Christopher Livanos: “Biblicist Bias in Qur’anic Studies from the Middle Ages to the Present”
November 30 @ 12:00 pm - 1:00 pm CST
University of Wisconsin, Madison
About the talk:
Western Qur’ānic studies continue to be affected by prejudices that the Western academy inherited from ancient and medieval heresiologists due to the academy’s origins as a religious institution and the ongoing absence of any systematic reckoning by Qur’ānic scholars to address their field’s history. The medieval tendency to view Islam as a Christian heresy has a persistent influence in the academy through the overemphasis of Biblical “sources” for the Qur’ān. Ludovico Marracci’s 1698 Qur’ān commentary was both the culmination of the medieval polemic tradition and the blueprint for subsequent Western engagement with the Qur’ān. Though few Qur’ānic scholars have the proficiency in Latin necessary to read Marracci’s work, Western Qur’ānic studies continues to overemphasize the Biblical because the field originated in a methodology that was fundamentally polemical rather than exegetic. This presentation proposes models from within the Christian and Muslim traditions that can pave the way towards a break from Biblicist tropes towards an interfaith understanding based on the rich exegetical traditions of both faiths.

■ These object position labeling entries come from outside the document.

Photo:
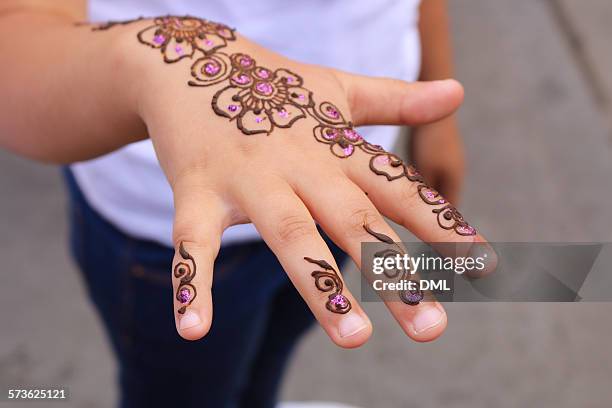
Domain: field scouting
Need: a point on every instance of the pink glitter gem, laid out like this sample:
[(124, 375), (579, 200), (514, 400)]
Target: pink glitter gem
[(330, 134), (429, 195), (263, 73), (351, 135), (339, 300), (348, 150), (242, 79), (333, 113), (466, 229), (184, 296), (264, 88), (211, 68), (383, 160)]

The conversation will be moderated by Professor Charles L. Cohen.
About the presenter:
Christopher Livanos is a Professor at the University of Wisconsin-Madison. His academic research concentrates on literature of the Medieval and Early Modern Mediterranean, emphasizing interactions between European and non-European cultures. He also teaches courses on the modern Middle Eastern novel. Livanos is currently collaborating with Dr. Mohammad Salama (San Francisco State University) on an annotated translation of pre-Islamic Arabic poetry.